The other day, I participated in Introduction to Scala & Functional Programming Learned from Implementation of List and the data of Scala List. I've been studying a little about structure. Let's review it along with the Java List data structure.

Java List

Speaking of Java List, I think there are ArrayList and LinkedList, so I would like to take a look at the contents.

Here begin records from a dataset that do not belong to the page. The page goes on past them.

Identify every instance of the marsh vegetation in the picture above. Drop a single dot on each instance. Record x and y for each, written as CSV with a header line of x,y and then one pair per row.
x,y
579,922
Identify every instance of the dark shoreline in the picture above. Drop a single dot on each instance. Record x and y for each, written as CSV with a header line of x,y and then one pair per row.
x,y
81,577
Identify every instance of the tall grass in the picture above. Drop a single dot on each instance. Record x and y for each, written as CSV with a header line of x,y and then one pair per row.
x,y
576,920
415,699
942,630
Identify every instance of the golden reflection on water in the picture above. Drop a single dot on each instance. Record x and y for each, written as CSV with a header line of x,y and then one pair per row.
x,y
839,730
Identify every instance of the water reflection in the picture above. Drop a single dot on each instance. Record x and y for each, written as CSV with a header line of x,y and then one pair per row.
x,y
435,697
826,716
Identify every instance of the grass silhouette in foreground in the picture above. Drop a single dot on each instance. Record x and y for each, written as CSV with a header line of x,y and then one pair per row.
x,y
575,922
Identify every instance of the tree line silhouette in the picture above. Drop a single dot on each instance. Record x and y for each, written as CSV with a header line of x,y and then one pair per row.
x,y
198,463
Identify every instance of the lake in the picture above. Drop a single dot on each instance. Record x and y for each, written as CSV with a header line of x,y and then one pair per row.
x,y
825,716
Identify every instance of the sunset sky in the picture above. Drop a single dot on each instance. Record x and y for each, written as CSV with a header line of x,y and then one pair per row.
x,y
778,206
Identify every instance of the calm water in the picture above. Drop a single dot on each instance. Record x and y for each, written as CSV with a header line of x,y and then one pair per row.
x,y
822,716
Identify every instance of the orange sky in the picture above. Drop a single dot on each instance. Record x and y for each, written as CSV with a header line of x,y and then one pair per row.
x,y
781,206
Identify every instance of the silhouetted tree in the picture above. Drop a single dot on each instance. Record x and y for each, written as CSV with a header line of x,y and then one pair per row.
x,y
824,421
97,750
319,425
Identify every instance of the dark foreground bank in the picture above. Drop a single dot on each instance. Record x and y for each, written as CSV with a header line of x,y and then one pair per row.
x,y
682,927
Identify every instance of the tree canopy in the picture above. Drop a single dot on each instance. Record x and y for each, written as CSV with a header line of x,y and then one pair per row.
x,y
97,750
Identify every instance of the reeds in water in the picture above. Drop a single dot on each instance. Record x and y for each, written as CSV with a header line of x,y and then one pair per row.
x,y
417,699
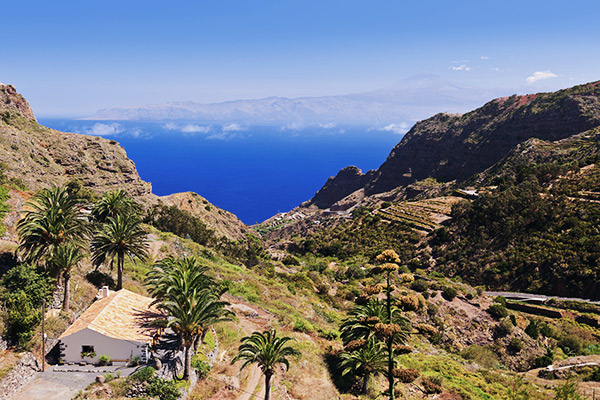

The following is an excerpt of only the part related to the addition and acquisition of elements (data).

ArrayList ArrayList internally holds element information as an array.

`ArrayList.class`


package java.util;

public class ArrayList<E> extends AbstractList<E>
        implements List<E>, RandomAccess, Cloneable, java.io.Serializable
{

    private static final int DEFAULT_CAPACITY = 10;

    private static final Object[] DEFAULTCAPACITY_EMPTY_ELEMENTDATA = {};

    transient Object[] elementData;

    private int size;

    public ArrayList() {
        this.elementData = DEFAULTCAPACITY_EMPTY_ELEMENTDATA;
    }

    /*Omission*/

    public boolean add(E e) {
        ensureCapacityInternal(size + 1);  // Increments modCount!!
        elementData[size++] = e;
        return true;
    }

    private void ensureCapacityInternal(int minCapacity) {
        if (elementData == DEFAULTCAPACITY_EMPTY_ELEMENTDATA) {
            minCapacity = Math.max(DEFAULT_CAPACITY, minCapacity);
        }

        ensureExplicitCapacity(minCapacity);
    }

    private void ensureExplicitCapacity(int minCapacity) {
        modCount++;

        // overflow-conscious code
        if (minCapacity - elementData.length > 0)
            grow(minCapacity);
    }

    private void grow(int minCapacity) {
        // overflow-conscious code
        int oldCapacity = elementData.length;
        int newCapacity = oldCapacity + (oldCapacity >> 1);
        if (newCapacity - minCapacity < 0)
            newCapacity = minCapacity;
        if (newCapacity - MAX_ARRAY_SIZE > 0)
            newCapacity = hugeCapacity(minCapacity);
        // minCapacity is usually close to size, so this is a win:
        elementData = Arrays.copyOf(elementData, newCapacity);
    }

    public E get(int index) {
        rangeCheck(index);

        return elementData(index);
    }

    E elementData(int index) {
        return (E) elementData[index];
    }

    /*Omission*/

}

elementData is an array of element information. Elements are added with the add method, and the input elements are stored in elementData. The interesting thing is how to extend the array, but when you store the first element in elementData, an array of 10 length is created by default. After that, if you try to store an element that exceeds the length of elementData, an array with a length 1.5 times that of elementData is created and the data is transferred to that array. You're reducing the cost of creating an array instance by creating some play in the array.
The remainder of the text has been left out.